7. O pretérito fala em nós, exigente - Continuando, o Instrutor falou sobre a sabedoria e a bondade do Pai Celeste, cuja justiça "não se revela sem amor". "Se somos vítimas de nós mesmos -- disse Druso -- somos igualmente beneficiários da Tolerância Divina, que nos descerra os santuários da vida para que saibamos expiar e solver, restaurar e ressarcir. Na retaguarda, aniquilávamos o tempo, instilando nos outros sentimentos e pensamentos que não desejávamos para nós, quando não es-tabelecíamos pela crueldade e pelo orgulho vasta sementeira de ódio e perseguição." A desarmonia e o sofrimento resultam, pois, de semelhantes atitudes: "O pretérito fala em nós com gritos de credor exigente, amontoando sobre as nossas cabeças os frutos amargos da plantação que fizemos... Daí os desajustes e enfermidades que nos assaltam a mente, desarticulando-nos os veículos de manifestação". Druso lembrou-lhes, então, que as ligações com a retaguarda continuam vivas e que laços de afetividade mal dirigida e cadeias de aversão os aprisionavam, ainda, a companheiros encarnados e desencarnados, muitos deles em desequilíbrios mais graves e constringentes... Sua mensagem era de ânimo: "Achamo-nos imbuídos do sonho de renovação e paz, aspirando à imersão na Vida Superior, entretanto, quem poderia adquirir respeitabilidade sem quitar-se com a Lei?" "Ninguém avança para a frente sem pagar as dívidas que contraiu." Após breve pausa, e indicando com um gesto a torturante paisagem exterior, Druso prosseguiu em tom comovente: "Em derredor do nosso pouso de trabalho e esperança, alongam-se flagelos infernais... Quantas almas petrificadas na rebelião e na indisciplina aí se desmandam no aviltamento de si mesmas?" Lembrou, porém, que a Lei Divina funciona com igualdade para todos. E' por isso que nossa consciência reflete a treva ou a luz de nossas criações individuais. A luz, aclarando-nos a visão, descortina-nos a estrada. A treva, enceguecendo-nos, agrilhoa-nos ao cárcere de nossos erros. O Espírito em harmonia com a Vontade Divina descortina o horizonte e caminha, para diante; no entanto, aquele que abusa da vontade e da razão, quebrando a corrente das bênçãos divinas, modela a sombra em torno de si mesmo, insulando-se em pesadelos aflitivos, incapaz de seguir à frente. A re-encarnação, como recomeço de aprendizado, é-nos, pois, concessão da Bondade Excelsa que nos cabe aproveitar, no resgate imprescindível. (Capítulo 2, pp. 25 e 26)

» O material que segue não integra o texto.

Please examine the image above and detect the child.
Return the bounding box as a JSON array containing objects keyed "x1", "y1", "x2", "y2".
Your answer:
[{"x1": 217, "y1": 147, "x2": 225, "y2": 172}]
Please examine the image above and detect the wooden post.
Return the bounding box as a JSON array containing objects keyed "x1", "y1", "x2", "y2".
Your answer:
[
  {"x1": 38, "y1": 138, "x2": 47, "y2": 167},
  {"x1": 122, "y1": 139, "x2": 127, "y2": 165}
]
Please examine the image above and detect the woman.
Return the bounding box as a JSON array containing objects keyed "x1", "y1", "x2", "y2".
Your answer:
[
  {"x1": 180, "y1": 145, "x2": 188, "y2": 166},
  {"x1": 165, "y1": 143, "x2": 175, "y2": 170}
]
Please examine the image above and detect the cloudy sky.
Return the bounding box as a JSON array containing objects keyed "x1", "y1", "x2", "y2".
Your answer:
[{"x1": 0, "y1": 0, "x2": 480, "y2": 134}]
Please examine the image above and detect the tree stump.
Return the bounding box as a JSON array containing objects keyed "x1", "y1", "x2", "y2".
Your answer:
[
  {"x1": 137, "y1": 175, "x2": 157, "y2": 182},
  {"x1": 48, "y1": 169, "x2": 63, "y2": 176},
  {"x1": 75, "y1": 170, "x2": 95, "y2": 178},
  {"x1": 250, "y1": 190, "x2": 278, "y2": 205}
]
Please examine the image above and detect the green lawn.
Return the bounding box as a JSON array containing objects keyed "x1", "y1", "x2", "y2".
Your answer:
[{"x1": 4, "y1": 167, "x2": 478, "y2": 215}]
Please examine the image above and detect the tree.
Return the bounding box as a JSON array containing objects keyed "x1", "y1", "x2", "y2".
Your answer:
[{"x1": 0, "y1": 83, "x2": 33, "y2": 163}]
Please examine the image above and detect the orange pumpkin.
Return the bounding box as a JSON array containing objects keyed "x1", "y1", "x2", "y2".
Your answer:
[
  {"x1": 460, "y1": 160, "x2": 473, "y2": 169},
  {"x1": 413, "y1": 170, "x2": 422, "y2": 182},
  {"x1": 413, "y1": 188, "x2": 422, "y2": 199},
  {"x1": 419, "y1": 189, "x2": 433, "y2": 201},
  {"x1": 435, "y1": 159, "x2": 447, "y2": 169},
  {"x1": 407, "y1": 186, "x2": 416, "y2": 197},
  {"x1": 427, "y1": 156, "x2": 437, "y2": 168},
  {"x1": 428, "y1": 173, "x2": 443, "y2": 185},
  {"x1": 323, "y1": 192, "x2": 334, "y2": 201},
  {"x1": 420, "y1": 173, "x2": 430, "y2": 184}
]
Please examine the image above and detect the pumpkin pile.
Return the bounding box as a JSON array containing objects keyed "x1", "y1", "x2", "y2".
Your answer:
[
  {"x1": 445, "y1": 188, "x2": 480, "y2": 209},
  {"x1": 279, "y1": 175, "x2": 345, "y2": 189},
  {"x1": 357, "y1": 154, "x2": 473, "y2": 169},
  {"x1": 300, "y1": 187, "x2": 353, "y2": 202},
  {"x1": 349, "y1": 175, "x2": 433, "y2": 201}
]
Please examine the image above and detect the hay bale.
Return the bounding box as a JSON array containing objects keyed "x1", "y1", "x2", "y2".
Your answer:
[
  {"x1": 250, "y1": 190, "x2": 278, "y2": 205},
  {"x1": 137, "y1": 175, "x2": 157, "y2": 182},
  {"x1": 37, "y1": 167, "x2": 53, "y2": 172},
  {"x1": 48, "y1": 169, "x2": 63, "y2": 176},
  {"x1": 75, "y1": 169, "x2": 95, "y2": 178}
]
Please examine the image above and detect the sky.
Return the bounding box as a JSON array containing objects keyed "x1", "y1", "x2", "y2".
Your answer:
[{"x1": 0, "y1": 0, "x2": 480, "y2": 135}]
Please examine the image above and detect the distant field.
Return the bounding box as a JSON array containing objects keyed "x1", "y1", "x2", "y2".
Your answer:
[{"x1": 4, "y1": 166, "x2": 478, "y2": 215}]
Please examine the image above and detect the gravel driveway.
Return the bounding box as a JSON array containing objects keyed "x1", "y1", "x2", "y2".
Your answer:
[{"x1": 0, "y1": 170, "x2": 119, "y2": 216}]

8. A porta de saída do inferno - Druso mostrava com suas palavras que, dispondo de novas oportunidades de trabalho no campo físico, é possível refazer o destino, "solvendo obscuros compromissos e, sobretudo, promovendo novas sementeiras de afeição e dignidade, esclarecimento e ascensão". De volta à carne -- explicou ele --, teremos a felicidade de reencontrar velhos inimigos, sob o véu de temporário esquecimento, o que nos facilitará a reaproximação preciosa. Dependerá, desse modo, apenas de nós mesmos convertê-los em amigos e companheiros, de vez que, padecendo-lhes a incompreensão e a antipatia, com humildade e amor sublimaremos nossos sentimentos e pensamentos, plasmando novos valores de vida eterna em nossas almas. A assembléia escutava o Instrutor, suspensa nas flamas de elevada meditação. Alguns dos enfermos tinham lágrimas nos olhos, enquanto outros mostravam o semblante extático dos que se conservam entre o consolo e a esperança. Druso, então, continuou: "Somos Espíritos endividados, com a obrigação de dar tudo, em favor da nossa renovação. Comecemos a articular idéias redentoras e edificantes, desde agora, favorecendo a reconstrução do nosso futuro. Disponhamo-nos a desculpar os que nos ofenderam, com o sincero propósito de rogar perdão às nossas vítimas. Cultivando a oração com serviço ao próximo, reconheçamos na dificuldade o gênio bom que nos auxilia, a desafiar-nos ao maior esforço. Reunindo todas as possibilidades ao nosso alcance, espalhemos, nas províncias de treva e dor que nos rodeiam, o socorro da prece e o concurso do braço fraternal, preparando o regresso ao campo de luta -- o plano carnal --, em que o Senhor pela bênção de um corpo novo nos ajudará a esquecer o mal e replantar o bem. Para nós, herdeiros de longo passado culposo, a esfera das formas físicas simboliza a porta de saída do inferno que criamos". Druso, que estampava na voz a inflexão de quem trazia uma dor imensamente sofrida, concluiu então a sua mensagem: "Supliquemos ao Senhor nos conceda forças para a vitória --, vitória que nascerá em nós para a grande compreensão. Somente assim, ao preço de sacrifício no reajuste, conseguiremos o passaporte libertador!..." (Capítulo 2, pp. 27 e 28)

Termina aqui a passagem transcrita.